Estate planning is important for everyone, but for families with a small business, there are extra considerations.
As a practical matter, a small business owner’s wealth is probably tied up in the business. As a result, a business owner needs to have a plan for transitioning control of the family business after his or her death. Alternatively, a business owner’s estate plan could include a directive to sell the entity to a third party for a fair price.
With the help of a lawyer that focuses on wills and trusts, a business owner can sort through the philosophy that seems to be the best fit. Perhaps a business is not meant to run beyond the death or retirement of its founder. Under that philosophy, an estate-planning goal might be to direct profits into retirement savings and/or a trust, rather than reinvesting in the business to make it grow and expand. Service-oriented small businesses, like doctors, lawyers, accountants, architects, dentists and others might benefit from this approach.
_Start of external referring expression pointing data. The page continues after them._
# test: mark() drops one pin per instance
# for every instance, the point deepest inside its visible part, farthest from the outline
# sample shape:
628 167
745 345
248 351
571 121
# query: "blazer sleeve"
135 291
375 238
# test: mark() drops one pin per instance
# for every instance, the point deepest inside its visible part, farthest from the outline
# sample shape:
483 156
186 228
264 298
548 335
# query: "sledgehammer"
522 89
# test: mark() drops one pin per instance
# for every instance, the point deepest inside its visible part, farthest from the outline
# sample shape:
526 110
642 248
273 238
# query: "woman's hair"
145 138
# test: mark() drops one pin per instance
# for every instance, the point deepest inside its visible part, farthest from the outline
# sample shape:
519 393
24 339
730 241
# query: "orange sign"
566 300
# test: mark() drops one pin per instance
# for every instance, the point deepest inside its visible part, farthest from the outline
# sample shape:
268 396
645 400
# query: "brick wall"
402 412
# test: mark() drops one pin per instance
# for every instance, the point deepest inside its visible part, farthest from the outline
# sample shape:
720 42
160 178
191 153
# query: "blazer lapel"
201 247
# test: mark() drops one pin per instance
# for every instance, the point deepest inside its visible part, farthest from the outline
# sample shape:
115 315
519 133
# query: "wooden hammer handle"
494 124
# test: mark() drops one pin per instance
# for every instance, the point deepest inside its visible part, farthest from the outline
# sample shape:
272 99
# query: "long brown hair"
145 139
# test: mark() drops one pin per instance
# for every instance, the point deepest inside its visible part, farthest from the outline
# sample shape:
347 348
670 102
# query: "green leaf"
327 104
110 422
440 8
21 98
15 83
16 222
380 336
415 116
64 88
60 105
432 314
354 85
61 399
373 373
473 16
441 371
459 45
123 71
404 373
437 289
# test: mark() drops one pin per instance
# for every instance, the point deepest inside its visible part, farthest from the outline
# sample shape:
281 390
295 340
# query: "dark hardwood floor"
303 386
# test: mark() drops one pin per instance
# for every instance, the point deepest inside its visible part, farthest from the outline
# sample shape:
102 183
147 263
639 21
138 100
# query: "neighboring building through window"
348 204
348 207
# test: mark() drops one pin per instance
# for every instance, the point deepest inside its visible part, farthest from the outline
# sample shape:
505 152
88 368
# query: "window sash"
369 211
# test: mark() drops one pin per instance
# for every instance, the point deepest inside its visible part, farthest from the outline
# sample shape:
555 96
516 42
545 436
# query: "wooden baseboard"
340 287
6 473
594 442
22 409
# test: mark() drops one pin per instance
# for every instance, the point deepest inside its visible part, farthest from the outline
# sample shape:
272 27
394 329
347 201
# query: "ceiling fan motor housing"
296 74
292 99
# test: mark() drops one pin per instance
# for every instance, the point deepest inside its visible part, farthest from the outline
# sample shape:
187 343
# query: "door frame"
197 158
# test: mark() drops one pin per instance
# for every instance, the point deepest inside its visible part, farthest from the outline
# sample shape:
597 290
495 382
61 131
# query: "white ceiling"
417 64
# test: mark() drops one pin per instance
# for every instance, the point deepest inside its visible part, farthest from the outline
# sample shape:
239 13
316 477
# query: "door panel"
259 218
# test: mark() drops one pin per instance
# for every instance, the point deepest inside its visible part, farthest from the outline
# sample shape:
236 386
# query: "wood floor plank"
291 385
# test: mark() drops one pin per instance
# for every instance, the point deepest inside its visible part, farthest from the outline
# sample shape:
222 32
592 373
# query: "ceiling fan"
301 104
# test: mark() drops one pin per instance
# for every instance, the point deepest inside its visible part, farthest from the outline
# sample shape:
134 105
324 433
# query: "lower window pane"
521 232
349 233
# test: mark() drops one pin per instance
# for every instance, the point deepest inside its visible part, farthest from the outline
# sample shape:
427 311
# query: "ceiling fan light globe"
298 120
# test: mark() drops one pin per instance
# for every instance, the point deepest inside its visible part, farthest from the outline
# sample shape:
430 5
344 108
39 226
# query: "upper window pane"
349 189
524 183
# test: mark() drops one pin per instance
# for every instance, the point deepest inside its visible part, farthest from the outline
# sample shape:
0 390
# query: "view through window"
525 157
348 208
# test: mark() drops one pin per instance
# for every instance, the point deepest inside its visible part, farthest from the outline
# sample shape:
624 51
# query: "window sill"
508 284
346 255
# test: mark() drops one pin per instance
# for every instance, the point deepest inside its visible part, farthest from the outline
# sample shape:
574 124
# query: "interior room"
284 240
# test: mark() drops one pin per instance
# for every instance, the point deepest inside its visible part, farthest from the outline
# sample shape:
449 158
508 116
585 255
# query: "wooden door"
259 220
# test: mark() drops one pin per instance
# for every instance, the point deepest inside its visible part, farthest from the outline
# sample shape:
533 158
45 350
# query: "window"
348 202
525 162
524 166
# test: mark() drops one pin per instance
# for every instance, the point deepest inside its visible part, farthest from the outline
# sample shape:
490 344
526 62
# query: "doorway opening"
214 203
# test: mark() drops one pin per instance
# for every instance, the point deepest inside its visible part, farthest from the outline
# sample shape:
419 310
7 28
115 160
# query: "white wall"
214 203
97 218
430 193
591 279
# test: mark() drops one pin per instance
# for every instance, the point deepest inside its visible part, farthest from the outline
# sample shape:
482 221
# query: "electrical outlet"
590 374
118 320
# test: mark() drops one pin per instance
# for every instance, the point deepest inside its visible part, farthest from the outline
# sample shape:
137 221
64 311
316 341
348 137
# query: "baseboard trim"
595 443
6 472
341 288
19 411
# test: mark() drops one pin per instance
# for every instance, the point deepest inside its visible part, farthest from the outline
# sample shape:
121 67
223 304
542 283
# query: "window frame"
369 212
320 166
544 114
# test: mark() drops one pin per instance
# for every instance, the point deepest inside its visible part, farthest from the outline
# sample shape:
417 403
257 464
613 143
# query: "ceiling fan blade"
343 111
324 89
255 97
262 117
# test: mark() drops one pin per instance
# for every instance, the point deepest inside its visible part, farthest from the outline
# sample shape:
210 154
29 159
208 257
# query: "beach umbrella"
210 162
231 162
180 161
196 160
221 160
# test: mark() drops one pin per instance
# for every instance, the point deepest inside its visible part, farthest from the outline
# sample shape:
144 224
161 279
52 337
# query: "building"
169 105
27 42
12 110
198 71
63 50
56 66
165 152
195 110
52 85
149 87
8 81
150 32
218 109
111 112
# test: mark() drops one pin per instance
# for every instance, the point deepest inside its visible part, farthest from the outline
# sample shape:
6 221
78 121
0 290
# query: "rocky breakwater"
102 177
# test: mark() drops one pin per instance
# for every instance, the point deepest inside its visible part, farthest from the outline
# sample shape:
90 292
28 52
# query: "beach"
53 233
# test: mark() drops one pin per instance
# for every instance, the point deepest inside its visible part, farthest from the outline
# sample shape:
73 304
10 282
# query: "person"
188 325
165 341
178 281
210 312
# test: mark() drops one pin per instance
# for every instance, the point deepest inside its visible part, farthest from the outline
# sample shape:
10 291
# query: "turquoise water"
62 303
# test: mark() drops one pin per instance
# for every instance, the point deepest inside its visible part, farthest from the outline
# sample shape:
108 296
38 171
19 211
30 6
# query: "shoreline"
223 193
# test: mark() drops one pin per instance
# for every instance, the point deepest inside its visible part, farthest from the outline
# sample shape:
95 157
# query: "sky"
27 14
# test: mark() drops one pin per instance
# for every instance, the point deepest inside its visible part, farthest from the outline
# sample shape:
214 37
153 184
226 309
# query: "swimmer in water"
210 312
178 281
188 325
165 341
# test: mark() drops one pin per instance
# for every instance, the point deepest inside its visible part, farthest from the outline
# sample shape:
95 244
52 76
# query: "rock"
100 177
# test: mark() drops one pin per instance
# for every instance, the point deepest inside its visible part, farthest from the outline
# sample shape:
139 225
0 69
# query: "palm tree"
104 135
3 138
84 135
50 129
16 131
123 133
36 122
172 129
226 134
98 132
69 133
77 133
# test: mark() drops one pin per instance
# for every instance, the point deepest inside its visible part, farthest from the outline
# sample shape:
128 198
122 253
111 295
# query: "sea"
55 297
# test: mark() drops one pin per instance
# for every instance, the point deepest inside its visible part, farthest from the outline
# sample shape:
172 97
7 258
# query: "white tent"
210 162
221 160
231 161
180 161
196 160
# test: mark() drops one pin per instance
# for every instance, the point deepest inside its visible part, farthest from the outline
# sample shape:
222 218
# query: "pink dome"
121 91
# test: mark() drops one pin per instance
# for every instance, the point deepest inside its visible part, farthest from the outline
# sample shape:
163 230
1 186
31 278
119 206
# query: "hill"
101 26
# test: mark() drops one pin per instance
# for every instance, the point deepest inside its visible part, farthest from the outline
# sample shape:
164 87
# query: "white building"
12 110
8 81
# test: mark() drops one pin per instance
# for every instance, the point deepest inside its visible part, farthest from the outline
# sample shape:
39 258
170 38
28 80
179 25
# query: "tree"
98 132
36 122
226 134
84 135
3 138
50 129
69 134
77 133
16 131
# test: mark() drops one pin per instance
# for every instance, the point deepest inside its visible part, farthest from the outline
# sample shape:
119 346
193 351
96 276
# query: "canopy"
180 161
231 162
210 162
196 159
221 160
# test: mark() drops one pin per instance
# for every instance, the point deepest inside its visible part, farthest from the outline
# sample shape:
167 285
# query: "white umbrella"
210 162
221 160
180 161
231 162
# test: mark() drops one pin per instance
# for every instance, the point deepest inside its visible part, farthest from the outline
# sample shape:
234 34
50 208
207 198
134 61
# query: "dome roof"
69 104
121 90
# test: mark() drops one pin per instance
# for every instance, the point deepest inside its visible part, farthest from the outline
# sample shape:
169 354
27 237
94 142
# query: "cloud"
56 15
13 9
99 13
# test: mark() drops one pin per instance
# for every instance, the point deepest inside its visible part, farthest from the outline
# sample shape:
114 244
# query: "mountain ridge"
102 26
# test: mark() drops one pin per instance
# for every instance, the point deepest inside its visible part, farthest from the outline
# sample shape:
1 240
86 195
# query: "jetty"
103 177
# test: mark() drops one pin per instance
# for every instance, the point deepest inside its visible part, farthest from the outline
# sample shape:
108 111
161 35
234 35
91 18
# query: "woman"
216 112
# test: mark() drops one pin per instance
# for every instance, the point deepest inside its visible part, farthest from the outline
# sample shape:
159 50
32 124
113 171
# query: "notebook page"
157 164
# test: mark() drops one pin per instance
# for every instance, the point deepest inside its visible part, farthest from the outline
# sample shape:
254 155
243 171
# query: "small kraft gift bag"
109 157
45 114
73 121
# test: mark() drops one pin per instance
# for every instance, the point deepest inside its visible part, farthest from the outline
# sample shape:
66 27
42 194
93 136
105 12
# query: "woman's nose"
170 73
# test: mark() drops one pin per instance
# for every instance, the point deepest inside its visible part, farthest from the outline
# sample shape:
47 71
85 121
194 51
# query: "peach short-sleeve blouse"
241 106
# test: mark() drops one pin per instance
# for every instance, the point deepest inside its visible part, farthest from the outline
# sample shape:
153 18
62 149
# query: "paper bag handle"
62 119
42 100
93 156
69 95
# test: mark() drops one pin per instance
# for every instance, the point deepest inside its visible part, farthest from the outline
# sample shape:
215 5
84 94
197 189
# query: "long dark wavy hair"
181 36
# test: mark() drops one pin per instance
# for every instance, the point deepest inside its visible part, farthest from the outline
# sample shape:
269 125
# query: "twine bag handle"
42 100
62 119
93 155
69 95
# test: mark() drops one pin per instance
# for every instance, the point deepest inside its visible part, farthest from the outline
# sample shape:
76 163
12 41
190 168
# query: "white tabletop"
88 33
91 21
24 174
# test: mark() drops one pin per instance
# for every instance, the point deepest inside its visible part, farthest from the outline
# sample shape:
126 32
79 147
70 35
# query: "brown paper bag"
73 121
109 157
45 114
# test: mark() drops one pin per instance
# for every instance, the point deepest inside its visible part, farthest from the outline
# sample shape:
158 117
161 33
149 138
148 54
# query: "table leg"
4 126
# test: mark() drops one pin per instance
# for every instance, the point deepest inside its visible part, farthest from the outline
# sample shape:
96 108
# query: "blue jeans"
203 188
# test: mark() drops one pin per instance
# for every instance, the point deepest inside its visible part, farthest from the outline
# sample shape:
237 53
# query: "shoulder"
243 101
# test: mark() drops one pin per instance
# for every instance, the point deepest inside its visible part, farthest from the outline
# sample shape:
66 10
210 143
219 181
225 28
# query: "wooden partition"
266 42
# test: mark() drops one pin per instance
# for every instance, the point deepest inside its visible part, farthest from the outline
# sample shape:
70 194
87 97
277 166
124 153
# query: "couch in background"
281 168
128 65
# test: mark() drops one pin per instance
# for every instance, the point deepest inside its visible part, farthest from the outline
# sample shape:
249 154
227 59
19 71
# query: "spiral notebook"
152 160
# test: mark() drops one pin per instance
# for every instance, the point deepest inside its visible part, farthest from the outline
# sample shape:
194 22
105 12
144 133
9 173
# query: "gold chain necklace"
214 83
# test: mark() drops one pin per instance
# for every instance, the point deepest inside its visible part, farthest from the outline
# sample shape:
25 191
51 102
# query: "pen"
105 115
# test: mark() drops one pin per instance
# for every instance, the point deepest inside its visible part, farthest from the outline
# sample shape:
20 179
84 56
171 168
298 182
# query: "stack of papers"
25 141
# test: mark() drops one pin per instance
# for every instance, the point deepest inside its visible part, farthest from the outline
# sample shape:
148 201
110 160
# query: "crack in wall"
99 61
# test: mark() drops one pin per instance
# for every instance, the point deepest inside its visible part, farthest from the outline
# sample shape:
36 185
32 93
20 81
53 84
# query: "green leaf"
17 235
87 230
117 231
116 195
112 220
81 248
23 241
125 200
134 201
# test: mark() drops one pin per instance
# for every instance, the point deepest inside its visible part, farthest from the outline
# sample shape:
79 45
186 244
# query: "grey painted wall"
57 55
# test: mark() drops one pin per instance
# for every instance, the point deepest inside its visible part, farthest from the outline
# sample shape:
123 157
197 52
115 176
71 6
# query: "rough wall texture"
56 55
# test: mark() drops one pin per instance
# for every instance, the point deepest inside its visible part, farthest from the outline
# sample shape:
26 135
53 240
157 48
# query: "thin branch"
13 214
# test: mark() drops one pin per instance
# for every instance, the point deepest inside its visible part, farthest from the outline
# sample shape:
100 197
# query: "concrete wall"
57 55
Under both philosophies, a lawyer might recommend a revocable trust and living will. In the event of unexpected incapacity or severe illness, such estate-planning documents could provide direction for how the business should be run in the interim and what type of medical care the owner might accept or decline. Such a plan might also include steps to minimize any estate tax that would otherwise be due on the owner’s unexpected death.
By documenting the business plan and taking steps to limit its transferability, heirs might be able to avoid the uncomfortable situation of owing tax on a business that no longer exists. To learn more about estate planning for small business owners, check out our website page on planning for dentists and physicians.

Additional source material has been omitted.